Il dottor Conte ha chiesto ai soggetti di entrambi i gruppi di indovinare, senza guardare l’orologio, quando fosse passato esattamente un minuto. Il risultato è stato sorprendente: per i soggetti di Tipo A, il minuto era passato dopo circa 58 secondi. Per i soggetti di Tipo B, il minuto è stato percepito solo dopo ben 77 secondi.

Cosa significa questo? Significa che se la tua percezione del tempo è dilatata di quasi 20 secondi ogni minuto, nell’arco di una giornata accumulerai inevitabilmente un divario enorme rispetto agli altri, trovandoti in ritardo senza capire come sia stato possibile.

Cosa spesso viene frainteso sul ritardatario cronico

L’errore più comune commesso da amici, partner e colleghi è pensare: “Se mi rispettasse, arriverebbe in tempo”. Nella stragrande maggioranza dei casi, il ritardo non è una scelta deliberata né un dispetto.

I ritardatari cronici spesso provano un profondo senso di colpa, ansia e frustrazione per la loro condizione. Molti di loro si descrivono come persone che “odiano essere in ritardo”, ma che si ritrovano intrappolate in un loop di calcoli errati. Non è una mancanza di rispetto verso il tempo altrui, ma una reale incapacità di gestire il proprio.

Esempi pratici e contesti quotidiani

Per capire come si genera il ritardo, analizziamo lo scenario tipico di una partenza da casa per un appuntamento alle 20:00. Il luogo d’incontro dista 20 minuti di auto.

  • Il calcolo della persona puntuale: “L’appuntamento è alle 20:00. Ci vogliono 20 minuti di auto. Devo calcolare 5 minuti per trovare parcheggio e 5 per scendere e accendere la macchina. Esco alle 19:30.”
  • Il calcolo del ritardatario cronico: “L’appuntamento è alle 20:00. Ci vogliono 20 minuti. Quindi posso uscire alle 19:40.”

In questo secondo scenario vengono completamente ignorati i cosiddetti “tempi morti”: cercare le chiavi, infilarsi la giacca, chiudere la porta, attendere l’ascensore, fare benzina o trovare un semaforo rosso.

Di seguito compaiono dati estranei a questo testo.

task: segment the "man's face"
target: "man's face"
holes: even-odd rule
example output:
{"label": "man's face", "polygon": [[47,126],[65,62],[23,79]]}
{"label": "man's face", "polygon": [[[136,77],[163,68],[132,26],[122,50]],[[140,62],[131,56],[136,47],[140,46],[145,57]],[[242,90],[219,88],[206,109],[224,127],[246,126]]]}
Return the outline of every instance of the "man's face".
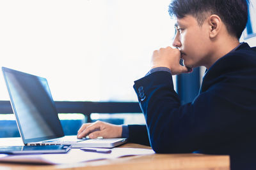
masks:
{"label": "man's face", "polygon": [[191,15],[177,18],[177,34],[173,46],[180,50],[184,64],[188,67],[207,66],[209,61],[212,46],[209,38],[211,27],[206,20],[200,26]]}

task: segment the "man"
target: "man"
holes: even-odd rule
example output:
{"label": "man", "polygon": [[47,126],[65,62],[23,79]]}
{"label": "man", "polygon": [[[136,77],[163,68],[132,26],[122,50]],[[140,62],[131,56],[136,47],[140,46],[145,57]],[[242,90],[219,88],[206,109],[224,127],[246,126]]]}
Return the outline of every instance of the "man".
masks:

Il ritardatario pianifica basandosi sul tempo teorico perfetto, che nella realtà non si verifica quasi mai.

FAQ – Domande frequenti

Il ritardo cronico è una malattia?

No, non è una patologia medica o psichiatrica registrata. Tuttavia, può essere un sintomo correlato ad alcune condizioni come l’ADHD (Disturbo da Deficit di Attenzione e Iperattività), dove la “cecità temporale” e la difficoltà di concentrazione rendono la gestione del tempo estremamente complessa.

Come può un ritardatario diventare puntuale?

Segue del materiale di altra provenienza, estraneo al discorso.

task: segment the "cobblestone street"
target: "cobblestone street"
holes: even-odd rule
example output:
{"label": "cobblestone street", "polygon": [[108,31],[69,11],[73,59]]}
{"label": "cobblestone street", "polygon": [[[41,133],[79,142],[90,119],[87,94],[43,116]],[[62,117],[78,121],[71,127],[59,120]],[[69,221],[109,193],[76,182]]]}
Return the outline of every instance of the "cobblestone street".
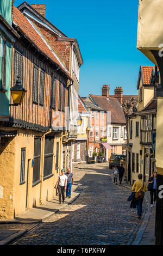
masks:
{"label": "cobblestone street", "polygon": [[110,180],[108,164],[74,167],[75,183],[84,188],[79,197],[12,244],[130,244],[142,221],[127,200],[130,191]]}

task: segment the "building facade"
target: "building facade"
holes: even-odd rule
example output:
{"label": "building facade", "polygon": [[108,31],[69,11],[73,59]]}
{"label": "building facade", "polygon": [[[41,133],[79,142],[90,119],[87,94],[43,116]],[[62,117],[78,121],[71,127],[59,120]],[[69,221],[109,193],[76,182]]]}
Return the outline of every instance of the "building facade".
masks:
{"label": "building facade", "polygon": [[46,18],[45,4],[32,4],[24,2],[18,9],[25,15],[45,40],[51,50],[55,53],[73,79],[68,87],[67,134],[64,136],[62,145],[61,168],[72,168],[72,145],[77,137],[77,119],[80,68],[83,61],[77,40],[70,38]]}
{"label": "building facade", "polygon": [[[20,39],[11,41],[8,89],[18,76],[27,93],[19,106],[13,104],[10,95],[9,117],[1,120],[1,219],[13,218],[55,194],[69,131],[66,109],[73,82],[35,26],[14,7],[12,13],[10,33]],[[7,113],[3,113],[6,118]]]}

Il primo passo è smettere di calcolare il tempo basandosi sulle condizioni ideali. È utile iniziare a cronometrare le attività quotidiane (es. quanto ci metto davvero a fare la doccia e vestirmi?) per avere dati oggettivi. Un altro trucco è fissare l’obiettivo sull’orario di partenza, non su quello di arrivo.

Esiste una correlazione tra ritardo e creatività?

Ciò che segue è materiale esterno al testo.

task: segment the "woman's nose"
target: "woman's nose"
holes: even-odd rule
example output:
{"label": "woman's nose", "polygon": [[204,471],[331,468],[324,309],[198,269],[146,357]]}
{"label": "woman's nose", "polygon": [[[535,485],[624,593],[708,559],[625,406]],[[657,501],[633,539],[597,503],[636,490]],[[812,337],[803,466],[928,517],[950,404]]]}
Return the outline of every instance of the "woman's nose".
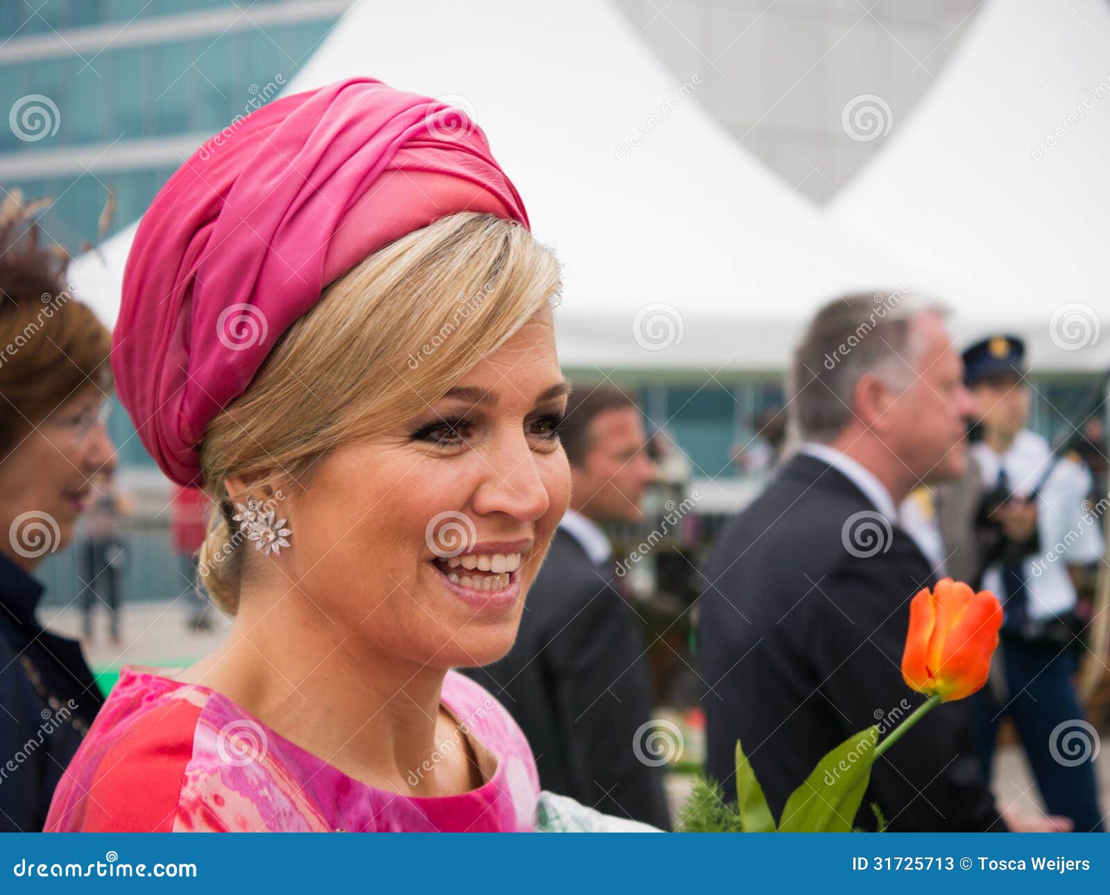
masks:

Sì, diversi studi associano la personalità di Tipo B, più incline al ritardo, a un pensiero più creativo, a una maggiore capacità di multitasking e a una minore suscettibilità allo stress quotidiano.

Perché i ritardatari sono spesso ottimisti?

Perché tendono a ricordare solo le volte in cui tutto è andato liscio. Se una volta sono riusciti ad arrivare in ufficio in 10 minuti anziché in 25, il loro cervello memorizzerà i 10 minuti come lo standard da replicare, ignorando il traffico abituale.